Returning to our faculty this year are Louise Plummer, Ann Cannon, Dean Hughes, and John Bennion. We’re also happy to have Chris Crowe joining us for this year’s Solstice. Also new this year, we’ve got a couple of editors lined up and you’ll be able to meet with them for some one-on-one time where you can pitch your ideas and get valuable feedback. And if you’re lucky, we just might do some more dancing!
Leading up to the retreat, we’ve got some things lined up for you to look forward to. Look for some giveaways, an early bird special, and guest posts from our faculty.
In the meantime, polish up those manuscripts, dust off those family histories, and get ready to join us in July!
Let’s face it. Writers are weird. You know what I’m saying. When I tell people I’m a writer, they give me a funny look and I can tell they’re not sure how to respond. It might be that I haven’t published anything in the nonfiction world yet. It could be that I disappear from my social circles for weeks at a time because I get so caught up working on my manuscript. No matter how you slice it, I am not like my non-writing friends.
However, there are places I can go where I feel less weird and more like my normal self: writing conferences. As an assistant for both Solstice and Writing and Illustrating for Young Readers (WIFYR) this year, this topic is near and dear to my heart. I have attended and/or planned several writing conferences over the years, and the the things I’ve learned have made me a better writer than when I first began. Teachers attend professional development seminars to become better at their profession. Doctors go to medical conferences to gain deeper insight into best practices. Writers should do the same thing. Here are three reasons why you should attend conferences and workshops like Solstice:
Fellow Weirdos Unite
When you first walk into a writing workshop, you’re a bit overwhelmed. You’re self-conscious of the fact that you’re new. Then you look around and you see someone wearing a Harry Potter T-shirt. Someone else has pencils stuck in her hair.

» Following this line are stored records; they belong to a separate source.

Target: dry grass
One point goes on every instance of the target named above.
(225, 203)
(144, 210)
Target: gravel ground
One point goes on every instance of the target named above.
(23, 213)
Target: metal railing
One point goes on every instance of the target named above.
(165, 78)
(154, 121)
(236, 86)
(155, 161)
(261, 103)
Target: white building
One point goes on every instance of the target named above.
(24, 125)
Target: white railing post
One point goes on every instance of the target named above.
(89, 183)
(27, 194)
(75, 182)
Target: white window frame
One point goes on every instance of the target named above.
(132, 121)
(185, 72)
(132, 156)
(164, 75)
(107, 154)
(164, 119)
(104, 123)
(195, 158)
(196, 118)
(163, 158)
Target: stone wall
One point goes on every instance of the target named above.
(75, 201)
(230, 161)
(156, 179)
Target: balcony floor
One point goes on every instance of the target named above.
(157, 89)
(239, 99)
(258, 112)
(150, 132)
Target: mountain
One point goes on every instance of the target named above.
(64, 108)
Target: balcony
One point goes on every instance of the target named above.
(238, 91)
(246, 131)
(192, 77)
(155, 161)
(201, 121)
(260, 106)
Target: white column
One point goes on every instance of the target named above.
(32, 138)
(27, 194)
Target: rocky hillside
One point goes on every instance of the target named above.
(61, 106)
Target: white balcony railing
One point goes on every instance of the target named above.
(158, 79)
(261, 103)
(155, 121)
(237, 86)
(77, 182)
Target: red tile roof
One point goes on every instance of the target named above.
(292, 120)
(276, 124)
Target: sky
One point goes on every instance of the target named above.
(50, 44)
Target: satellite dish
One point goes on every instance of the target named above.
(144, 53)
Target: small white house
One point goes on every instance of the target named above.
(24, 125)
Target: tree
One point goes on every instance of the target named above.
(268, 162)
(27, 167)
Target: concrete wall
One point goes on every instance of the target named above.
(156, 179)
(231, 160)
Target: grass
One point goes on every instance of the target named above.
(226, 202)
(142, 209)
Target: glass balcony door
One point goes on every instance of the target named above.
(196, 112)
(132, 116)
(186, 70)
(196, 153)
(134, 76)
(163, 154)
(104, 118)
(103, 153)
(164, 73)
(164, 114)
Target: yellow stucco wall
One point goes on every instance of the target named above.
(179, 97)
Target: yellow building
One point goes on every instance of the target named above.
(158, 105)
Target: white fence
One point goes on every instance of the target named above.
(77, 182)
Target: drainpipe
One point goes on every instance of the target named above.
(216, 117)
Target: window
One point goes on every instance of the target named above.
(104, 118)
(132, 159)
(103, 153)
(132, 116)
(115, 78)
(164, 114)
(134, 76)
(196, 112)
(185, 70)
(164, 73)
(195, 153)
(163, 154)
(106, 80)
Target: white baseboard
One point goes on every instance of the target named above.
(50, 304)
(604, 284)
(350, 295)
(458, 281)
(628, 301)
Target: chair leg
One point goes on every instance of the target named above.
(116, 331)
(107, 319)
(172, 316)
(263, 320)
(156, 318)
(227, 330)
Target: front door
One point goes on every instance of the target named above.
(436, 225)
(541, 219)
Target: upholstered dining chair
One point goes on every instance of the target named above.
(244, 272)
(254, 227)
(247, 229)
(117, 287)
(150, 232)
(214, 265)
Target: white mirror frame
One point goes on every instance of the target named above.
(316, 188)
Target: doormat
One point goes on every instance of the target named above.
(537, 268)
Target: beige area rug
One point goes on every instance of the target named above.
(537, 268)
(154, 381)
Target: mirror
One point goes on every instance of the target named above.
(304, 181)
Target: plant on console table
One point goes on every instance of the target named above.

Two guys are discussing some author’s most recent blog post. You recognize a bit of yourself in all of them and realize you have finally found your people, so you relax and pull your notebook from your Charlotte Brontë book bag.
As the conference progresses, you get to know people. Here in Utah, there is a vast and talented writing community, full of people who are willing to help each other improve their craft. When I’ve attended conferences like Solstice, I’ve set up critique groups with people I’ve met, kept in contact with editors, and have even had instructors who were willing to help me well after the conference. Beyond that, I’ve developed friendships with people I might not have otherwise met.
You Become a Better Writer
This really goes without saying. Take the opportunity to dive in and do the work, to learn from others within the industry. It motivates you to keep going. You’ll workshop your manuscripts and you’ll rewrite passages, and by doing so, you will improve your own writing. At times you’ll be overwhelmed by the amount of knowledge and information you gain, but you’ll learn to contain it into something manageable and use it to shape your own voice and writing style. And when you do that, you’ll realize you weren’t so weird after all.